India’s finance minister, Smt. Nirmala Sitharaman, presented the country’s budget Monday for the fiscal year that begins April 1 and ends March 31, 2022.
In her speech to Parliament, she proposed more than doubling India’s health-care and wellbeing spending to 2.2 trillion rupees ($30.1 billion). That includes a new federal scheme with an outlay of 641 billion rupees over six years to develop the country’s capacity for primary, secondary and tertiary care as well as to strengthen national institutions and create new ones to detect and cure new diseases, Sitharaman said.
The budget will allocate 350 billion rupees for COVID-19 vaccines and the government is committed to providing further funds if required, according to the finance minister.
India last month rolled out a mass immunization program that aims to inoculate 300 million people in its first stage, most of them frontline workers and those above 50 or in high-risk groups.
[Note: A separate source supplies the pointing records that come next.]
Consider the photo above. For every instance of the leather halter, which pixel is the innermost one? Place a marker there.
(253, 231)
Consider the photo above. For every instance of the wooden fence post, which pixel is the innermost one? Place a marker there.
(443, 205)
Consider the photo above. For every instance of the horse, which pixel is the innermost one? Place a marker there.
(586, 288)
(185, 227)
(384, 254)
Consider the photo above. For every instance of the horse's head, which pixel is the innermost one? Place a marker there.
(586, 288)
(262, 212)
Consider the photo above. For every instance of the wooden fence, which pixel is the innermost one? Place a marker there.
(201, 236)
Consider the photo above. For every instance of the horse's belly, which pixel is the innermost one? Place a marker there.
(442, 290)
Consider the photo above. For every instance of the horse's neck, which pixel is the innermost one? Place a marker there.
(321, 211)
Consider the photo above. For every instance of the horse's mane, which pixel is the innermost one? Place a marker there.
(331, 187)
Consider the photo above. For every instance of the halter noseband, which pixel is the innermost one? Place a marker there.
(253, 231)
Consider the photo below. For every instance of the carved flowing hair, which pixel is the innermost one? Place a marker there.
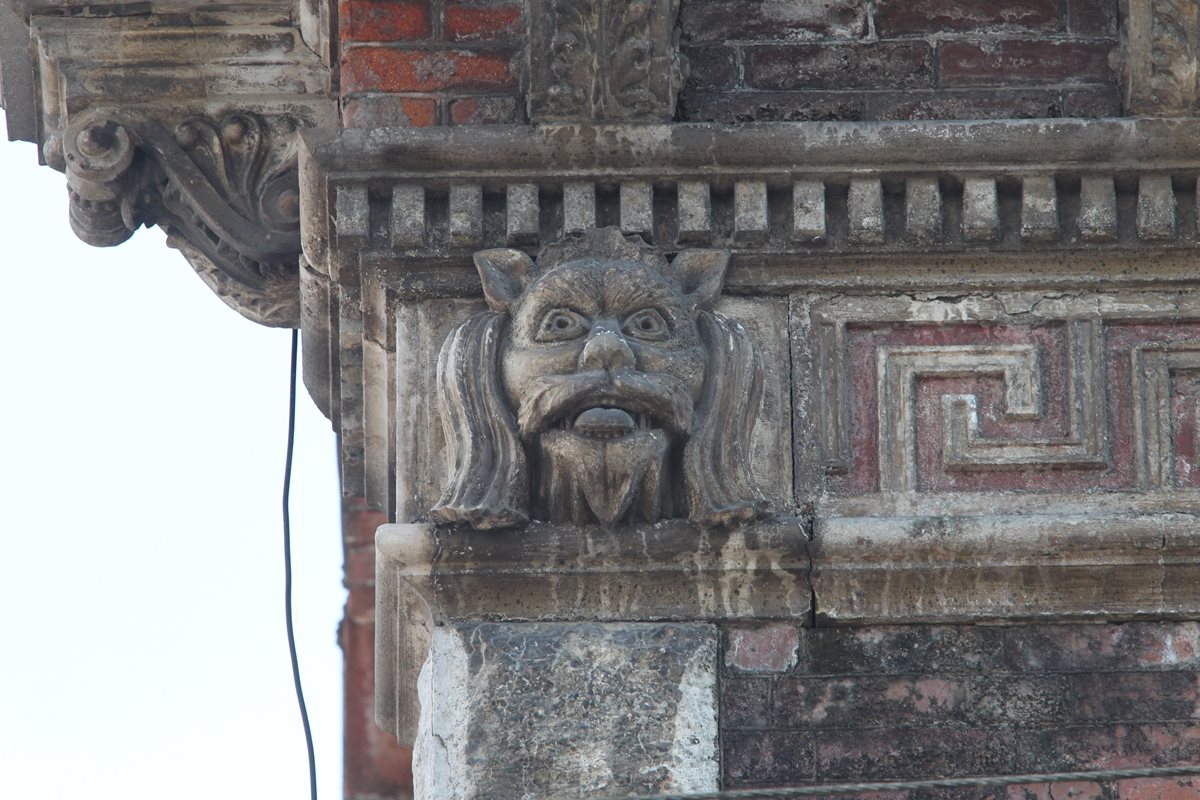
(489, 483)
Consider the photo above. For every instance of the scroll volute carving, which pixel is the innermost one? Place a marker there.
(226, 190)
(600, 386)
(604, 60)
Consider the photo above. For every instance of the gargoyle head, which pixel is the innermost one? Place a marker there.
(599, 388)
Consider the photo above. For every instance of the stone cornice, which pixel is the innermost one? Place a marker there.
(186, 118)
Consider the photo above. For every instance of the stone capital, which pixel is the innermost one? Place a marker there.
(187, 120)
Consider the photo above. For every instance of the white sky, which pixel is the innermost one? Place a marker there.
(142, 439)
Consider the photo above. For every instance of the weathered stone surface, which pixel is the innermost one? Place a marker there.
(556, 572)
(187, 119)
(592, 60)
(568, 710)
(1162, 55)
(599, 386)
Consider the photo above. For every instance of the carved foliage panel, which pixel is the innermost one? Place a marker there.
(604, 60)
(1006, 394)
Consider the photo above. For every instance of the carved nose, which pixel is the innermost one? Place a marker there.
(606, 350)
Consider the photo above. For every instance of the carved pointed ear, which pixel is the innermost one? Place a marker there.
(702, 274)
(505, 274)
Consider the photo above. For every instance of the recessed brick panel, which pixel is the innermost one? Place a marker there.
(483, 20)
(1025, 61)
(384, 20)
(771, 106)
(486, 110)
(389, 110)
(883, 65)
(719, 20)
(375, 68)
(1093, 17)
(967, 104)
(712, 67)
(913, 702)
(906, 17)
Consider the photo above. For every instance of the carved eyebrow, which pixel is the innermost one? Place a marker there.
(624, 295)
(575, 292)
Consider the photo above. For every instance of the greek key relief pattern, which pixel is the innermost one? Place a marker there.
(1007, 392)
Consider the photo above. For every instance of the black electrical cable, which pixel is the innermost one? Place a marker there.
(287, 569)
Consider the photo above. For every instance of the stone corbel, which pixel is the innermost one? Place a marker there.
(225, 190)
(189, 121)
(1163, 56)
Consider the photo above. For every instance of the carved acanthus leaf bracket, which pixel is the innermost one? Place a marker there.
(604, 60)
(226, 190)
(1163, 56)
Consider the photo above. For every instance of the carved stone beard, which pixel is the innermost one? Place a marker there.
(586, 479)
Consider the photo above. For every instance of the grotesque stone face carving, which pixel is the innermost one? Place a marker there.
(600, 388)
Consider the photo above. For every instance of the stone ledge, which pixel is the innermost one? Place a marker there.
(1059, 564)
(426, 576)
(563, 573)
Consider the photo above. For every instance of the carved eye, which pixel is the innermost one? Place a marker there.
(562, 325)
(648, 325)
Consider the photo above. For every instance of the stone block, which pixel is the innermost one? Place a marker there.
(568, 710)
(772, 648)
(808, 211)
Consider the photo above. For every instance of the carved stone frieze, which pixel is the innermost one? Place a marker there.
(599, 386)
(1163, 56)
(604, 60)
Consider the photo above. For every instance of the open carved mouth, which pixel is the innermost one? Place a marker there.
(605, 422)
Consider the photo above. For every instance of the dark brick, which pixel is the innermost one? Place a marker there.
(880, 65)
(1158, 788)
(1137, 696)
(867, 702)
(1025, 701)
(378, 68)
(712, 67)
(1104, 648)
(1060, 791)
(719, 20)
(900, 17)
(384, 20)
(905, 650)
(477, 20)
(1119, 746)
(1093, 17)
(886, 753)
(1024, 61)
(745, 703)
(767, 757)
(769, 107)
(965, 104)
(385, 110)
(486, 110)
(1091, 102)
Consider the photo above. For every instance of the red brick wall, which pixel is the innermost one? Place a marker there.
(909, 703)
(429, 61)
(375, 763)
(899, 59)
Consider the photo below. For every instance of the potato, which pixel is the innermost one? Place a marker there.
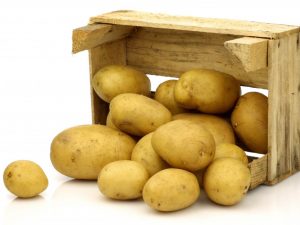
(199, 174)
(227, 150)
(144, 153)
(109, 122)
(25, 179)
(171, 189)
(138, 115)
(226, 181)
(184, 144)
(165, 95)
(123, 180)
(81, 152)
(250, 121)
(217, 126)
(113, 80)
(207, 91)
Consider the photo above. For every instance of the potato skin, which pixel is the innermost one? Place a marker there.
(208, 91)
(144, 153)
(138, 115)
(109, 122)
(217, 126)
(81, 152)
(250, 121)
(113, 80)
(25, 179)
(184, 144)
(122, 180)
(226, 181)
(171, 189)
(227, 150)
(165, 95)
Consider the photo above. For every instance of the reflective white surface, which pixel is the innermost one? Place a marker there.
(45, 89)
(80, 202)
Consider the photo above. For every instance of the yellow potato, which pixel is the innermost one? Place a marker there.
(171, 190)
(144, 153)
(226, 181)
(184, 144)
(81, 152)
(208, 91)
(109, 122)
(138, 115)
(199, 174)
(165, 95)
(25, 179)
(231, 151)
(217, 126)
(113, 80)
(250, 121)
(122, 180)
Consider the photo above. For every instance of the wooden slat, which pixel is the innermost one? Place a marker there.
(284, 107)
(105, 54)
(252, 53)
(219, 26)
(93, 35)
(258, 169)
(170, 53)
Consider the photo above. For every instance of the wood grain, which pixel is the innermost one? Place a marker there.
(258, 169)
(186, 23)
(252, 53)
(284, 108)
(170, 53)
(103, 55)
(93, 35)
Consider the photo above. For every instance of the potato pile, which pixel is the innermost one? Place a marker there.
(166, 148)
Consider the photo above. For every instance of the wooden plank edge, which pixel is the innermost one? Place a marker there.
(90, 36)
(109, 19)
(251, 53)
(258, 169)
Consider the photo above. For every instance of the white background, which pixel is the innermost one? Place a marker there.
(45, 89)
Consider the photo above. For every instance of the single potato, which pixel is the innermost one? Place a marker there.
(231, 151)
(171, 189)
(217, 126)
(165, 95)
(226, 181)
(25, 179)
(199, 174)
(81, 152)
(208, 91)
(144, 153)
(184, 144)
(250, 121)
(122, 180)
(109, 122)
(138, 115)
(113, 80)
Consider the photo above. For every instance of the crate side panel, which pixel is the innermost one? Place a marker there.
(296, 109)
(103, 55)
(170, 53)
(258, 169)
(210, 25)
(284, 118)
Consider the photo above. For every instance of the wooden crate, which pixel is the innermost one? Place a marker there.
(257, 54)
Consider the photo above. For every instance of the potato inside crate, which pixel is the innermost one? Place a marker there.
(259, 55)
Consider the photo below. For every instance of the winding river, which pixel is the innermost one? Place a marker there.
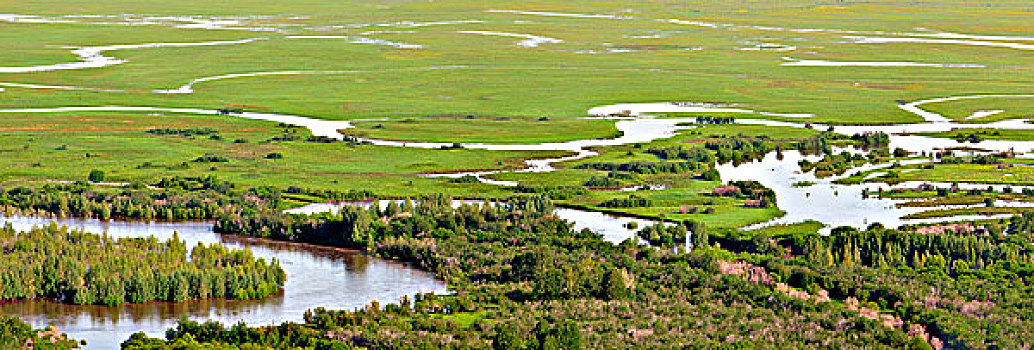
(316, 276)
(337, 279)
The country has the second-highest number of COVID-19 cases in the world, with more than 10.7 million reported infections. The healthcare funding is done for the following:
- A new federal scheme with an outlay of 641 billion rupees over six years to develop the country’s capacity for primary, secondary and tertiary care.
- Support for 17,788 rural and 11,024 urban health and wellness centers as well as strengthening the National Center for Disease Control.
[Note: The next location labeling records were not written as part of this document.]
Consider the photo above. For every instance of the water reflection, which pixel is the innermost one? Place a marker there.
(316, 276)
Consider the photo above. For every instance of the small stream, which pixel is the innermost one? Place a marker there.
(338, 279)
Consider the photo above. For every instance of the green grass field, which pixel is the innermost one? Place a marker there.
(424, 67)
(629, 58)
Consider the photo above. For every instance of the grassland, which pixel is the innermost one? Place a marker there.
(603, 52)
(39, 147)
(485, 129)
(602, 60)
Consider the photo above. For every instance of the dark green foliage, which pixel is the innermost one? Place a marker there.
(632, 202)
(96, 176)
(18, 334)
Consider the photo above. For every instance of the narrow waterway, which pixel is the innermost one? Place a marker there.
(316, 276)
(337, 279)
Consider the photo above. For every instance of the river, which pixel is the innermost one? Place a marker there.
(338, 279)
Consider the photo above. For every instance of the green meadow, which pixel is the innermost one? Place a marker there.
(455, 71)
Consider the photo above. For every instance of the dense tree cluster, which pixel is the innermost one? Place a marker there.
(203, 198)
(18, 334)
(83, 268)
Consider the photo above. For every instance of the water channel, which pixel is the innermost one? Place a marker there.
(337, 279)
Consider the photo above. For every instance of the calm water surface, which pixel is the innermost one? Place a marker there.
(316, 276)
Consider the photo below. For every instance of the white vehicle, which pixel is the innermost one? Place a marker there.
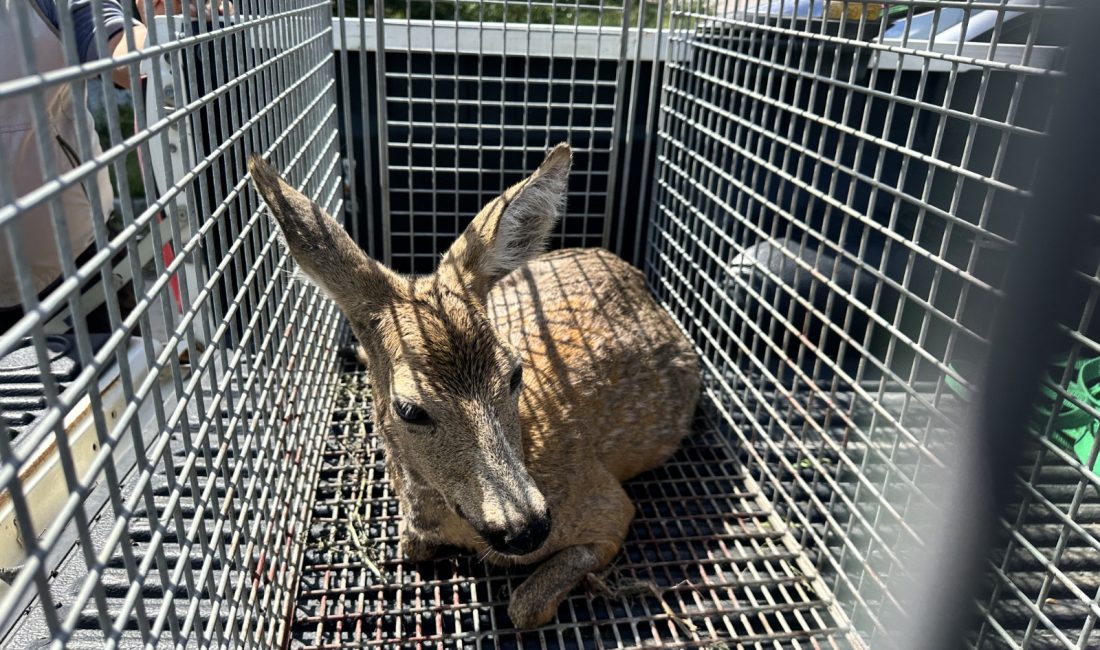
(969, 33)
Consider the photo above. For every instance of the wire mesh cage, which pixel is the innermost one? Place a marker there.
(825, 196)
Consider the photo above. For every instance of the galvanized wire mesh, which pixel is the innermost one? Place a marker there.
(826, 201)
(160, 405)
(466, 99)
(836, 205)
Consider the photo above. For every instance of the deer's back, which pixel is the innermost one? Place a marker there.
(607, 375)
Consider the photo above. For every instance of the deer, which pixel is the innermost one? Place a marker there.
(514, 390)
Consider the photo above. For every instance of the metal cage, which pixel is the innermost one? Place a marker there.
(825, 195)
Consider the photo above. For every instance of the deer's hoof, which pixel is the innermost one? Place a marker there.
(529, 610)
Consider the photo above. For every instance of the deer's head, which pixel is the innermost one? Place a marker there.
(446, 387)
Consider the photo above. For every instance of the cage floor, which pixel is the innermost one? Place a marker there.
(725, 571)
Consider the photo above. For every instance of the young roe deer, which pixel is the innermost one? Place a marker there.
(514, 392)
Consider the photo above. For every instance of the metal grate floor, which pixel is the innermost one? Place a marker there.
(722, 561)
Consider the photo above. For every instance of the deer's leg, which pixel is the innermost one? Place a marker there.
(608, 517)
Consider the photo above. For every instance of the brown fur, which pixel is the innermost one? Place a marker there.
(608, 383)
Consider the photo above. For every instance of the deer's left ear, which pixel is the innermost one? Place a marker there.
(512, 229)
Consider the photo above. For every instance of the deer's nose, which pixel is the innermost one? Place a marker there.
(525, 541)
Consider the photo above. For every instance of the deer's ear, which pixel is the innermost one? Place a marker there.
(512, 229)
(322, 249)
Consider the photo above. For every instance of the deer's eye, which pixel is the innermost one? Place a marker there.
(410, 412)
(517, 378)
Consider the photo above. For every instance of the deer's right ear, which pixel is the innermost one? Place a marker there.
(322, 249)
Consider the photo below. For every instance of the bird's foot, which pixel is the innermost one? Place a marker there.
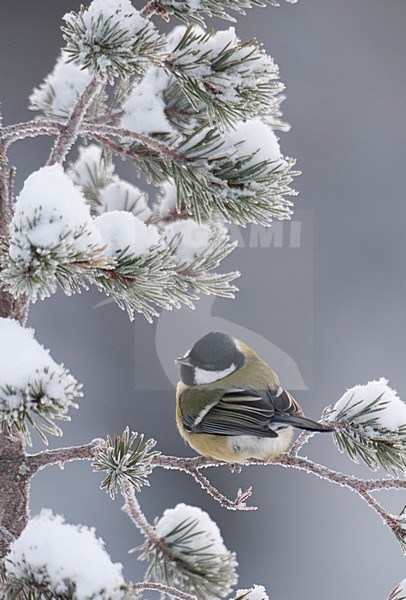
(235, 468)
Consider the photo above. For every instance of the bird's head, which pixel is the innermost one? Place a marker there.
(213, 357)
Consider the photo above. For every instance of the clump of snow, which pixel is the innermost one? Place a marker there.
(120, 195)
(257, 592)
(256, 139)
(30, 380)
(207, 534)
(125, 233)
(194, 238)
(167, 199)
(51, 216)
(59, 92)
(145, 107)
(393, 413)
(90, 168)
(67, 559)
(244, 70)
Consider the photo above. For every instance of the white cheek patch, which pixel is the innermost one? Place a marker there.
(203, 376)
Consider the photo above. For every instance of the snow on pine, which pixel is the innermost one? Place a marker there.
(122, 18)
(207, 534)
(393, 414)
(126, 234)
(51, 216)
(255, 139)
(95, 175)
(194, 239)
(250, 67)
(24, 363)
(144, 109)
(120, 195)
(167, 198)
(67, 559)
(60, 90)
(91, 168)
(257, 592)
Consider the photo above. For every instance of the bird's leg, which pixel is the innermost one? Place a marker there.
(235, 467)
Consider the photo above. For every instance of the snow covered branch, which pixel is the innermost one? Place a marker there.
(167, 590)
(60, 456)
(70, 132)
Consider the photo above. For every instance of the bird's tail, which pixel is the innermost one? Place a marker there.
(301, 422)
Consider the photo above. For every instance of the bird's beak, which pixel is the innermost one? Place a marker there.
(183, 360)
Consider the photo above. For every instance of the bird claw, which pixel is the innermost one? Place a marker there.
(235, 468)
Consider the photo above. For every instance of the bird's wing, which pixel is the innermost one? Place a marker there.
(237, 412)
(246, 412)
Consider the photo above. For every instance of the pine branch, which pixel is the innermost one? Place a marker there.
(396, 524)
(187, 11)
(133, 509)
(36, 462)
(30, 129)
(154, 8)
(71, 130)
(167, 590)
(237, 504)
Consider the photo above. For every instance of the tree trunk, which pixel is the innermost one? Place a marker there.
(14, 476)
- A program to provide clean water in urban areas as well as liquid waste management over five years and allocated 2.87 trillion rupees.
- Voluntary vehicle scrapping policy to phase out old vehicles that contribute to India’s poor air quality.
She also earmarked ₹50,000 crore over five years for the creation of a National Research Foundation (NRF) — an umbrella body that is expected to fund research across a range of disciplines, from science and technology to humanities. Ms. Sitharaman had first announced such a foundation in her 2019 Budget speech after it was proposed in a draft of India’s New Education Policy (NEP). “It [NRF] will ensure that the overall research ecosystem in the country is strengthened with a focus on identified national priority thrust areas.”
The budget allocations for key science departments are:
The Ministry of Earth Sciences was budgeted ₹2,074 crore for 2020-21, but is expected to spend only ₹1,304 crore. This year it has been allotted ₹1,901 crore.
The Department of Science and Technology was budgeted ₹6,313 crore last year, but will likely spend ₹5,012 crore. It has been allotted ₹6,071 crore this year.
The Department of Scientific and Industrial Research was given ₹5,385 crore but its expenses are likely to be ₹4,251 crore. It has been given ₹5,241 crore.
The Department of Biotechnology has seen a hike in allotment and been given ₹3,502 crore. Last year, it spent ₹2,300 crore and was budgeted ₹2,786 crore.
The Budget also announced a National Language Translation Mission (NTLM) which will enable the wealth of governance-and-policy related knowledge on the Internet being made available in major Indian languages. And Deep Ocean Mission with a budget outlay of more than INR 4,000 crores, over five years has been announced. This Mission will cover deep ocean survey exploration and projects for the conservation of deep sea bio-diversity. Also, many of the cities in India have various research institutions, universities, and colleges supported by the Government of India. In 9 such cities, formal umbrella structures have been proposed in order to ensure that these institutions can have better synergy, while also retaining their internal autonomy. A Glue Grant will be set aside for this purpose. The Natural Language Translation Mission and Deep Ocean Mission are the national missions and the City Research and Innovation Clusters Project have been initiated from the Prime Minister’s Science Technology Innovation Advisory Council.